Friday, August 21, 2009

Selection criteria, Zipf's law and the Pareto Principle

My blog post on Wednesday talked about using Zipf's law as a way of deciding what to digitize. According to Walt Crawford, he has argued using the Pareto Principle for determining what is popular vs. the exceptional items. While the Pareto Principle and Zipf's law are very different, you can see how each could be used in creating selection criteria.

Custer - using Zipf's law - focused on trying to satisfy 70% of user needs. Crawford, however, argues that the obscure items are "exactly what needs to be digitized...It's the oddball stuff that will disappear otherwise..." This is very different than trying to satisfy a large number of user requests.

What's your take on this? Do you want to satisfy the most user requests or provide access to important obscure items in your collection?
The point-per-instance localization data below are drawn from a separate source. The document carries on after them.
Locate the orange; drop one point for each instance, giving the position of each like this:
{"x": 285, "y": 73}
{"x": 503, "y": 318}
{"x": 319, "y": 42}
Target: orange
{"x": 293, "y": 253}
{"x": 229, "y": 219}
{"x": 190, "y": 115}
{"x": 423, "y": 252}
Which would benefit your institution more?

BTW Crawford's article on this appeared in American Libraries, June/July 2001, p. 72. (v. 32, n. 6).

Technorati tag:


Ben said...

"the oddball stuff that will disappear otherwise..."

I may be misunderstanding this or just reading it out of context, but this philosophy sounds like it's treating digitization as a preservation tool. A lot of what we do in archives is driven, quite simply, by use. For our institution it makes much more sense to use digitization to provide access to the greatest possible number of users rather than focus our efforts on preserving what is most at risk.

Susan D'Entremont said...

This is a tough one. Lucky for me, I don't have to make this decision - we leave it up to our participants! We have organizations using both principles when choosing what to digitize. Although, honestly, most of our participants are small, so they have begun by choosing items that are the easiest to digitize and have no ownership issues. (Is there a law or principle for that approach?)

I didn't read the comment about the "oddball" stuff the same way Ben did. I'm thinking more of the wierd stuff that we know about as archivists but that people don't use because they don't know it's there. Even if we make good finding aids, the general public may not even think to LOOK for it.

Digitization, at least so far, seems to be making material much more accessible to the general, browsing, public than other access methods do, so sometimes it's worth taking the risk to digitize things that aren't used much in your repository if you think that people would just love this stuff if they only knew it was there.

Mark Custer said...

Hi Jill,

I just noticed these two blog posts, so I thought that I would quickly respond.

First, thank you for posting information about the Crawford article. Pareto, Bradford, and (perhaps most notably) Richard Trueswell are all names that have been used in library literature to discuss these sorts of 80/20 power law distributions.

And, I'll try to expand later about the reason that I choose to invoke Zipf's name instead, but for now I'm just going to clarify my point about "mass representation."

"Mass representation" is a prioritization strategy that can be enacted, I think, by any institution that has digitization aims (be those large or small). First and foremost, though, information about their collections needs to be made available (which is why I push for the creation of EAD finding aids as soon as a new collection is accessioned). After that, you can collect data about these collections, both in the reading room and on the web. Using that data, you can then pinpoint the most frequently found/requested collections. And, if you prominently display digitized material from these high-use collections, you'll have the LARGEST impact possible for the LEAST amount of work. That's it, really.

This is not to say, though, that we should or shouldn't cater to the majority or to the minority (of our users or of our collections). In fact, it doesn't remove all of the selection decisions involved; it just helps to focus those decisions.

Jill Hurst-Wahl said...

Mark, thank you for the clarification. Your conference session sparked email, FriendFeed and blog "conversations" (and those are always a good thing).

What you are advocating is indeed an interesting way of going about the selection process. Much better than not knowing what to digitize and more focused than digitize everything. You are advocating that the right things be digitized and giving a strategy for doing that!